Abstract
Introduction: Although chronic and persistent mouth breathing has been associated with postural alterations, causing decreased muscle strength, reduction of thoracic expansion and pulmonary ventilation with consequences in exercise capacity, the relationship between these alterations have been little studied.
Objective: To evaluate exercise tolerance and respiratory muscle strength in relation to cervical posture and respiratory mode (oral breathing (OB) and nasal breathing (NB) children).
Method: An analytical cross-sectional study included 8-11 years old children with clinical otorhilaryngology diagnosis for OB. We excluded obese children, with asthma, chronic respiratory diseases, neurological and orthopedic disorders and cardiac patients. All participants underwent postural assessment, maximal respiratory pressures (maximal inspiratory pressure (MIP) and maximal expiratory pressure (MEP)) and six minute walk test (6MWT).
Results: There were 92 children (30 OB and 62 NB).
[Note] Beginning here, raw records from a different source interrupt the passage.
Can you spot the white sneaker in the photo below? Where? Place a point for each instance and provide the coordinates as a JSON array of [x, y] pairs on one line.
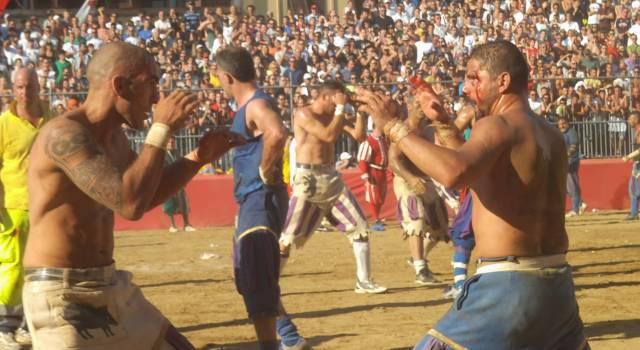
[[369, 287], [7, 341], [22, 336], [583, 207], [302, 344]]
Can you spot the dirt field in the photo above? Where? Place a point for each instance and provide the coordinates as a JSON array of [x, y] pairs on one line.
[[199, 295]]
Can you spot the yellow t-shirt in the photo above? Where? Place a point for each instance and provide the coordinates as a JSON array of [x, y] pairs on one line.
[[16, 137]]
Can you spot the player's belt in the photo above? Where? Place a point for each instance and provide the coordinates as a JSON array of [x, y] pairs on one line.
[[62, 274], [314, 166]]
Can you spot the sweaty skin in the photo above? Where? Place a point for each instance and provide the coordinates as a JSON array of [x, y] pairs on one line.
[[514, 162], [82, 169], [316, 129]]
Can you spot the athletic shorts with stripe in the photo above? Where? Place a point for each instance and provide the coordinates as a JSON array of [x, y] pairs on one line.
[[320, 193], [256, 254]]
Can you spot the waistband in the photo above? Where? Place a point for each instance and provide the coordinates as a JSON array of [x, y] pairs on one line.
[[97, 274], [512, 263], [315, 166]]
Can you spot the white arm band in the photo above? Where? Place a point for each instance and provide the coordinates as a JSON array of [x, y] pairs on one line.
[[633, 154], [158, 135]]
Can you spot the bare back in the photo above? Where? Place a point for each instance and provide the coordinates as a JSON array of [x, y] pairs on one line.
[[311, 149], [519, 201], [68, 227]]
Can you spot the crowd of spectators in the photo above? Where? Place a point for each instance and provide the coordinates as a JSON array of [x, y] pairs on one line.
[[584, 55]]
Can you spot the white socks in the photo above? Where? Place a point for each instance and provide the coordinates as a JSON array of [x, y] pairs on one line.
[[363, 260], [419, 265]]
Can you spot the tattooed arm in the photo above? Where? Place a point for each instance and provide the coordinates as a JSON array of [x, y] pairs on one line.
[[129, 193]]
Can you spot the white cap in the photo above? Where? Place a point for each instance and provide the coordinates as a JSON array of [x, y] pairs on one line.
[[345, 156]]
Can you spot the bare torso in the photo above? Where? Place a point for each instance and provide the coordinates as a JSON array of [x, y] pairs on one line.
[[68, 228], [519, 203], [309, 148]]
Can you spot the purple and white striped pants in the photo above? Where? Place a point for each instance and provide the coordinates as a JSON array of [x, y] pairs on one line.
[[318, 194]]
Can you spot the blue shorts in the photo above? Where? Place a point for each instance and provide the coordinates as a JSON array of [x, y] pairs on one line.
[[461, 230], [534, 309], [256, 252]]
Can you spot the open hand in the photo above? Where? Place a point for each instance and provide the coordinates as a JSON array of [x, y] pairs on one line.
[[380, 107]]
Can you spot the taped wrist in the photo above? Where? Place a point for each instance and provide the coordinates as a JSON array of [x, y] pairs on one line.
[[158, 135], [396, 130]]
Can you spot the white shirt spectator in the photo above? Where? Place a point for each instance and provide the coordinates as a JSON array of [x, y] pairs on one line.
[[96, 42], [133, 40], [422, 47], [567, 26], [70, 48], [339, 41], [163, 25]]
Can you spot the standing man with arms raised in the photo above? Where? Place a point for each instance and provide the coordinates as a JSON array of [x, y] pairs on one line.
[[19, 126], [421, 212], [260, 192], [82, 171], [522, 295]]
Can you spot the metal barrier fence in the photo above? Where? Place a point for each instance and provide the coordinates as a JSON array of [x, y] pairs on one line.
[[599, 137]]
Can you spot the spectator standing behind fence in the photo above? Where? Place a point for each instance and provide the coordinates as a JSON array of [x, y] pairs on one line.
[[573, 181], [19, 126], [373, 159], [178, 204], [634, 179]]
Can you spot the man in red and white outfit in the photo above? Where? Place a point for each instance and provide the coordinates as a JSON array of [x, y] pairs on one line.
[[373, 161]]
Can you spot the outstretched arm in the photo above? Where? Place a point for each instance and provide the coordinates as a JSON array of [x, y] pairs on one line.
[[357, 129], [274, 135], [73, 149]]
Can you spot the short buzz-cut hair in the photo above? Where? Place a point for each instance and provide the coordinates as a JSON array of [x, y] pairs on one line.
[[238, 62], [330, 86], [502, 56]]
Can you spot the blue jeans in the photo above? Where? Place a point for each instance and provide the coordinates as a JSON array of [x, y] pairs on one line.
[[573, 187], [634, 195]]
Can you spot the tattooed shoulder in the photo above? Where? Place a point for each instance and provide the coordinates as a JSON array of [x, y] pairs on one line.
[[71, 147]]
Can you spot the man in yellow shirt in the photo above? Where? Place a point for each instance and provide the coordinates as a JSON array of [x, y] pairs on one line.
[[18, 129]]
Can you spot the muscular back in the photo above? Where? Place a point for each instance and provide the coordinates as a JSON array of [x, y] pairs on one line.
[[69, 228], [519, 201], [312, 148]]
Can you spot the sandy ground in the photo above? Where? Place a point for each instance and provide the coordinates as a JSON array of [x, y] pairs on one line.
[[198, 295]]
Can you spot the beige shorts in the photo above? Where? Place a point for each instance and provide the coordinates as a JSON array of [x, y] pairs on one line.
[[95, 308], [421, 214]]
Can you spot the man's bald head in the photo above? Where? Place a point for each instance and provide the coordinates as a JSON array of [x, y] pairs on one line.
[[633, 120], [117, 58], [26, 86]]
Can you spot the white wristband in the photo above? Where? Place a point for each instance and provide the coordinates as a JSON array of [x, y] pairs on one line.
[[158, 135]]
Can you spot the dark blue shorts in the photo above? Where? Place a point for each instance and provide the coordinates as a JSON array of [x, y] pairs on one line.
[[512, 310], [256, 252]]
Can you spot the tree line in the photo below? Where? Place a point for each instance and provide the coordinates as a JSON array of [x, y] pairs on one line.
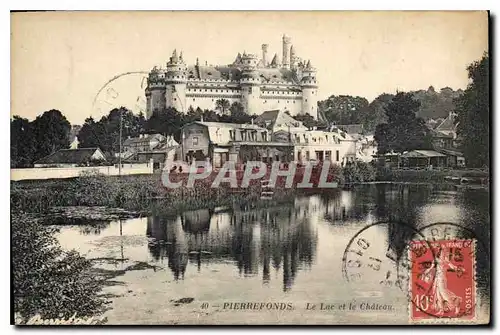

In the OB group, there was no difference between the means of MIP, MEP and 6MWT between the group with posture alteration (severe and moderate) and normal cervical posture. In the RN group, the mean MIP (70.8±19.1 × 54.7±21.7 cmH2O, p=0.003) and MEP (67.7±22.1 × 50.5±19.5 cmH2O, p=0.004) were higher in the group with cervical postural alteration. The presence of OB determined the decrease of MIP, MEP and 6MWT. The presence of moderate cervical posture had positive relationship in MIP and MEP values.
Conclusion: Oral breathing affects negatively the respiratory biomechanics and exercise capacity. The head posture, altered moderately, acts as a compensation mechanism to improved respiratory muscle function.